Raven placed the fork on the tea-towel he had draped over the branch. “P’ah! How quickly you forget the lessons of the Great Fire.”

“I haven’t forgotten,” she replied hastily. ”How could I forget? Grandfather lost his orchard. It was devastating for him. Tending the orchard was his life. But that was only a story for...”

“Only a story? That was our lives, Kitty! It was devastating for every one of us. We lost everything!”

“I know, I know but...not... everything. Look at everything you have here.”

“We have that because we were forced to make a way. Do you think that this just all appeared overnight from thin air?”

“No, of course I don’t! But you all had your chance, you went on adventures. Isn’t it fair that I now have mine? I have dreams, too!”

“A chance of what? Of destruction? Of pain? Of death? P’ah!”

“A chance of living a life.”

“You are living, Kitty. You have a way of life that your grandparents dreamed of. What more can you want?”

“I want my dream! I’m not Grandfather’s dream. That is all gone. What about what I want?”

“We’ve all worked so hard for years to give you what you need. We all have dreams, Kitty. I have dreams,” Raven announced as he flapped his wings then continued in a raised voice, “And I like them to stay that way! Take a look around you - “ his eyes darted like wild dogs as the volume of his voice momentarily hushed the background chatter.

Kitty noticed that the tall slim trunks were now columns of books and novels whose spines glistened in the lazy autumn light. “You turn your nose up like a fool.

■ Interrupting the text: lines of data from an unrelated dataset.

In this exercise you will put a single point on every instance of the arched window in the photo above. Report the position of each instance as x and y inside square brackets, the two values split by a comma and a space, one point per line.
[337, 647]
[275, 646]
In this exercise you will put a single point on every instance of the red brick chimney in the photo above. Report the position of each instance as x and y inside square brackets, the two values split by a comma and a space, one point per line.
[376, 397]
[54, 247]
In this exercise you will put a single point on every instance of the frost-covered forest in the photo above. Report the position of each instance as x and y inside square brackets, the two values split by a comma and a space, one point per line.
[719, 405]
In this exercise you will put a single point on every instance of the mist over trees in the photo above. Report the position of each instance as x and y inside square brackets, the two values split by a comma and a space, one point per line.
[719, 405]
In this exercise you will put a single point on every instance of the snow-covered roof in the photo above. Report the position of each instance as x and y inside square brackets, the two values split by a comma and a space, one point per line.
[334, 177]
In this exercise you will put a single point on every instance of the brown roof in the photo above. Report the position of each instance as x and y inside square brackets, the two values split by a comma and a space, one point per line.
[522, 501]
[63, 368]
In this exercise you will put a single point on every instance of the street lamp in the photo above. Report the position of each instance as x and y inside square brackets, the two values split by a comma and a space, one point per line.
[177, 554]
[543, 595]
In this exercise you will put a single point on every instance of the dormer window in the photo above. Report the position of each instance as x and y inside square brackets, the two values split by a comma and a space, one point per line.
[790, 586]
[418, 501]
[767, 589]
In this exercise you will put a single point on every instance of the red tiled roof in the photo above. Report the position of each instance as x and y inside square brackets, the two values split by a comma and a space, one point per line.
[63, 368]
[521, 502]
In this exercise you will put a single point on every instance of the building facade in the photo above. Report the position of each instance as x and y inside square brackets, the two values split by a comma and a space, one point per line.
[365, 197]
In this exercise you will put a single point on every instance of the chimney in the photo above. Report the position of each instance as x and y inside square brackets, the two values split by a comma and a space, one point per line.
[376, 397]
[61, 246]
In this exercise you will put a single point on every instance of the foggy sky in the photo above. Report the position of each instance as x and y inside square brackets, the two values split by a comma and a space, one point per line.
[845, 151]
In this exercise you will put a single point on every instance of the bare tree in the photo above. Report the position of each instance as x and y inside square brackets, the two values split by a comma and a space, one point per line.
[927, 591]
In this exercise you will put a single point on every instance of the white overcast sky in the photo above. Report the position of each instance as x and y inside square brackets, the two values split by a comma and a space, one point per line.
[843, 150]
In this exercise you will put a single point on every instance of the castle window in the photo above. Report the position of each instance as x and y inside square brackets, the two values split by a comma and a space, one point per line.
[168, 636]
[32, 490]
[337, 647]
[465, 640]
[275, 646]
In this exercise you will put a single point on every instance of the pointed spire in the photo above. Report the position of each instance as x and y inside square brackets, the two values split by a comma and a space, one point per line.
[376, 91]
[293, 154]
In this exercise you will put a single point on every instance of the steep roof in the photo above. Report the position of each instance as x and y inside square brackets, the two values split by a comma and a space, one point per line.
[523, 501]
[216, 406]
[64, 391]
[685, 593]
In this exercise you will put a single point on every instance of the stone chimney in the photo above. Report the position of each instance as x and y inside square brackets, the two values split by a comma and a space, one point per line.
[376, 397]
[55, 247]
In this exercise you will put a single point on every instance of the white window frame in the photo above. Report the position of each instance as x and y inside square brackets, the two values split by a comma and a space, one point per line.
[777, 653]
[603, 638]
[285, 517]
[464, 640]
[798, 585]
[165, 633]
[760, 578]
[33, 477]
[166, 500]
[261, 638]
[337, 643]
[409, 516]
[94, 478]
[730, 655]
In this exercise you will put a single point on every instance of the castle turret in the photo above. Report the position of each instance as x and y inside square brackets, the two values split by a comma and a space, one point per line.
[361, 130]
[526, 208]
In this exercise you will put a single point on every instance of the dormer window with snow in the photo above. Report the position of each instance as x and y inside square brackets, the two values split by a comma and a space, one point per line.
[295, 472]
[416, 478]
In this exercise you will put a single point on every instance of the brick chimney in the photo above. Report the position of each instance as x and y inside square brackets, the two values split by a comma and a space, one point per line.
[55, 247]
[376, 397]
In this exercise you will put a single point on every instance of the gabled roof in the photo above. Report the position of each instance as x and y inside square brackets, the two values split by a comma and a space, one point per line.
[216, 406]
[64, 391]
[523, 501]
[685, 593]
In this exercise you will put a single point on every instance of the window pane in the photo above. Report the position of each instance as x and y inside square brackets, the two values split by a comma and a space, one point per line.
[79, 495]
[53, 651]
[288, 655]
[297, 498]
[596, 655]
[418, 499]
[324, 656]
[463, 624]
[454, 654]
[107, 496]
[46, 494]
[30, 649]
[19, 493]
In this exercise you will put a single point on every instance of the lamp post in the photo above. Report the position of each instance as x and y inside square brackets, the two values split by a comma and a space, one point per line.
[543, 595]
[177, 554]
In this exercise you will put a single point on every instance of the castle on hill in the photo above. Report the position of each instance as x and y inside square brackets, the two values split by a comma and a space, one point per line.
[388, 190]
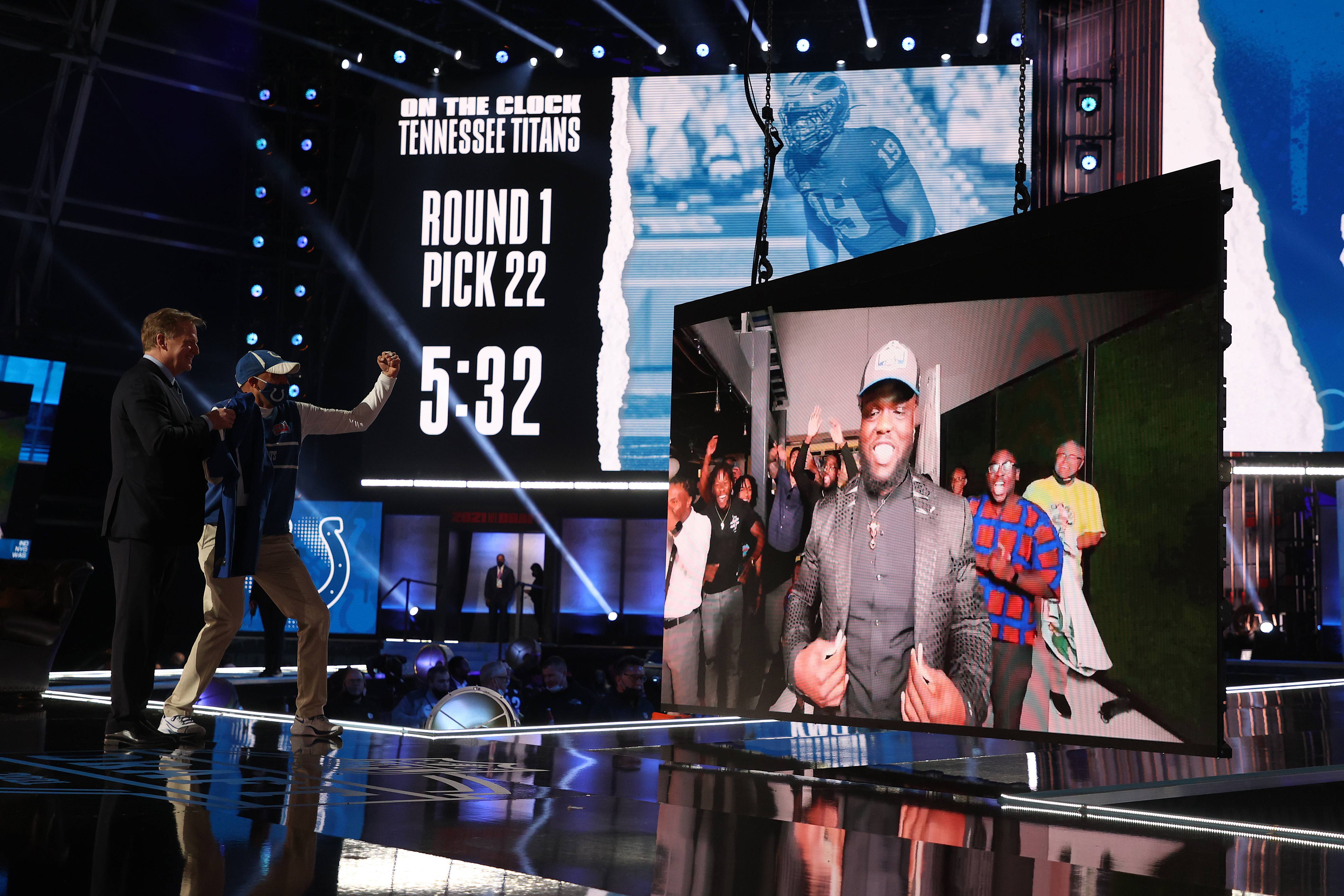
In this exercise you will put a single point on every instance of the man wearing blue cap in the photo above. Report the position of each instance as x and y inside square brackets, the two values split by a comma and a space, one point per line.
[280, 570]
[892, 568]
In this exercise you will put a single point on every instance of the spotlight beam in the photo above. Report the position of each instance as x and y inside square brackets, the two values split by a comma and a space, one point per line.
[868, 19]
[620, 17]
[396, 29]
[756, 26]
[517, 29]
[354, 271]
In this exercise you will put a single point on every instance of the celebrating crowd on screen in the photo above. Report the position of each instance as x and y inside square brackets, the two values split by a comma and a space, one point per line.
[875, 593]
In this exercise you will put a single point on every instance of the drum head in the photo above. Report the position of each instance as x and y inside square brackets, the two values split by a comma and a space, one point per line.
[472, 707]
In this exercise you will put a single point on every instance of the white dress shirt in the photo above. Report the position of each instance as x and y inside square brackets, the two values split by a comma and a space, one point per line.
[693, 547]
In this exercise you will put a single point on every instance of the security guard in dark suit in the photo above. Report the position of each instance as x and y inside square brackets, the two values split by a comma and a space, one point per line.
[155, 507]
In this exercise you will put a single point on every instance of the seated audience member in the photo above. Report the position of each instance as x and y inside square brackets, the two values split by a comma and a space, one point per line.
[458, 672]
[560, 702]
[414, 708]
[347, 696]
[496, 676]
[628, 702]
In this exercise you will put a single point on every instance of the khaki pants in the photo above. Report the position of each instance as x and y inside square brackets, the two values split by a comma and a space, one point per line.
[286, 578]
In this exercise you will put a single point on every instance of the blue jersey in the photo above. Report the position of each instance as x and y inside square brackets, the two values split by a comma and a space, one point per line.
[843, 186]
[284, 436]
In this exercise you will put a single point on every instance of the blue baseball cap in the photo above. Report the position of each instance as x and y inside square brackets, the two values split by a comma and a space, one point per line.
[261, 362]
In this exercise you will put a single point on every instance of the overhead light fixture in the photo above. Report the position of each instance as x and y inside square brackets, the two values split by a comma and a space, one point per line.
[1089, 158]
[659, 48]
[868, 25]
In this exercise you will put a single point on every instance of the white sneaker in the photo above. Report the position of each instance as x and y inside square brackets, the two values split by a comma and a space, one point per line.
[315, 727]
[181, 727]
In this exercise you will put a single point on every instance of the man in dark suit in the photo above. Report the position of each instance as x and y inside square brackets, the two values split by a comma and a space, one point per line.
[904, 626]
[499, 593]
[155, 507]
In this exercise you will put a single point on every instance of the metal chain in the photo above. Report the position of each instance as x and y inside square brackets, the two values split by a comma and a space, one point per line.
[1022, 201]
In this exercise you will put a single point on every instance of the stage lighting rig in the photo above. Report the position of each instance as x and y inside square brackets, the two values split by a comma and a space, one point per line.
[1089, 158]
[1088, 99]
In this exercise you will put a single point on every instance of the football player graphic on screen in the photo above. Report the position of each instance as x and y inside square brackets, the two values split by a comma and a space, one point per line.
[858, 186]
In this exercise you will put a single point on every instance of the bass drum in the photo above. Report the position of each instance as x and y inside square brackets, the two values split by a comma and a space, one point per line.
[472, 707]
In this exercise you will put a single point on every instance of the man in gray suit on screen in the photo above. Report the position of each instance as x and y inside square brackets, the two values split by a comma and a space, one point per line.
[904, 626]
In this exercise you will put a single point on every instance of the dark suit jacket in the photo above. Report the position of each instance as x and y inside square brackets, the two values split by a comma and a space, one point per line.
[951, 619]
[158, 489]
[499, 597]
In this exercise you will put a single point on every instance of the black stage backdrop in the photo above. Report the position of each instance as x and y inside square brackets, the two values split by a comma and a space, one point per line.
[510, 213]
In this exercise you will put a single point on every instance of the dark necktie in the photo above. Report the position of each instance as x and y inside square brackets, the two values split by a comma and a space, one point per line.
[667, 584]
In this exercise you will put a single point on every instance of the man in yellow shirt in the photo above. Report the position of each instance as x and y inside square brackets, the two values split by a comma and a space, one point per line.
[1076, 511]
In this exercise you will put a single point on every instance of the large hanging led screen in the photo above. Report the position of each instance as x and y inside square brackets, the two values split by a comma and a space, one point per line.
[533, 240]
[994, 510]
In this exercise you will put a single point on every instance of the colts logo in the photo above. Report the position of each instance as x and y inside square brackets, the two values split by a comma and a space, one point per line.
[323, 540]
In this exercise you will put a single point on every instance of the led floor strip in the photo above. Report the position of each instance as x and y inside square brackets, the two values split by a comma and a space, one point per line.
[1163, 820]
[588, 727]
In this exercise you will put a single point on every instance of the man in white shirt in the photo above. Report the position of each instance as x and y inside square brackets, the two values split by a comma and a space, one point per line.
[280, 570]
[689, 546]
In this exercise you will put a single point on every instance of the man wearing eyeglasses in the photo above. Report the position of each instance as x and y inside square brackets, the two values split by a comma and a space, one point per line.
[1019, 559]
[628, 703]
[904, 626]
[1074, 508]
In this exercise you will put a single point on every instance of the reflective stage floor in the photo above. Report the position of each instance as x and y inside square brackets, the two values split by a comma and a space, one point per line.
[698, 808]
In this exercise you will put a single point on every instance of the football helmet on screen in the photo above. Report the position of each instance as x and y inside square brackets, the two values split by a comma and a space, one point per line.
[816, 108]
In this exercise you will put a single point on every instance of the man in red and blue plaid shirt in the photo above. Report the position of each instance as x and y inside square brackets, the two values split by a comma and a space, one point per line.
[1019, 559]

You think you can find a better way...an other way, as if you’re the first person in the wood!” The fuzzy squawk of neighbourhood gossip returned and Kitty started to blush.

The Raven’s right foot sprung back then with great force kicked one of the log books towards her. With a dull dusty thump, the book hit the ground and the leaves sprayed open. Kitty, at once encouraged and intimidated by Raven’s fury, approached the book and gazed at the picture. Displayed was an illustration of a child encloaked in white linen with one arm outstretched and a set of wings protruding from his back. The child was standing on a square piece of stone, which elevated him from the forest floor.

“You see?” Raven continued. “Everyone wants something that they have never seen. And they wait with their hands outstretched...and they wait...and for what? To be humiliated and left cold in the darkness!” He paced up and down the branch, muttering angrily to the sympathetic bark of the tree.

“But you can’t see the boy’s face!” Kitty replied defiantly, holding up the book to the branch where now fat chunks of moss and papery lengths were being loosened by the bird’s claws. “How do you know that the child isn’t happy?”

“P’ah! Go and find out,” Raven despaired. “Seek and ye shall find!”

With a sharp snap the book closed and a mushroom of dust gently chugged into the air. Black bristles of night attacked the wood and all Kitty could taste was the bitter treacle smoke of a moonless sky.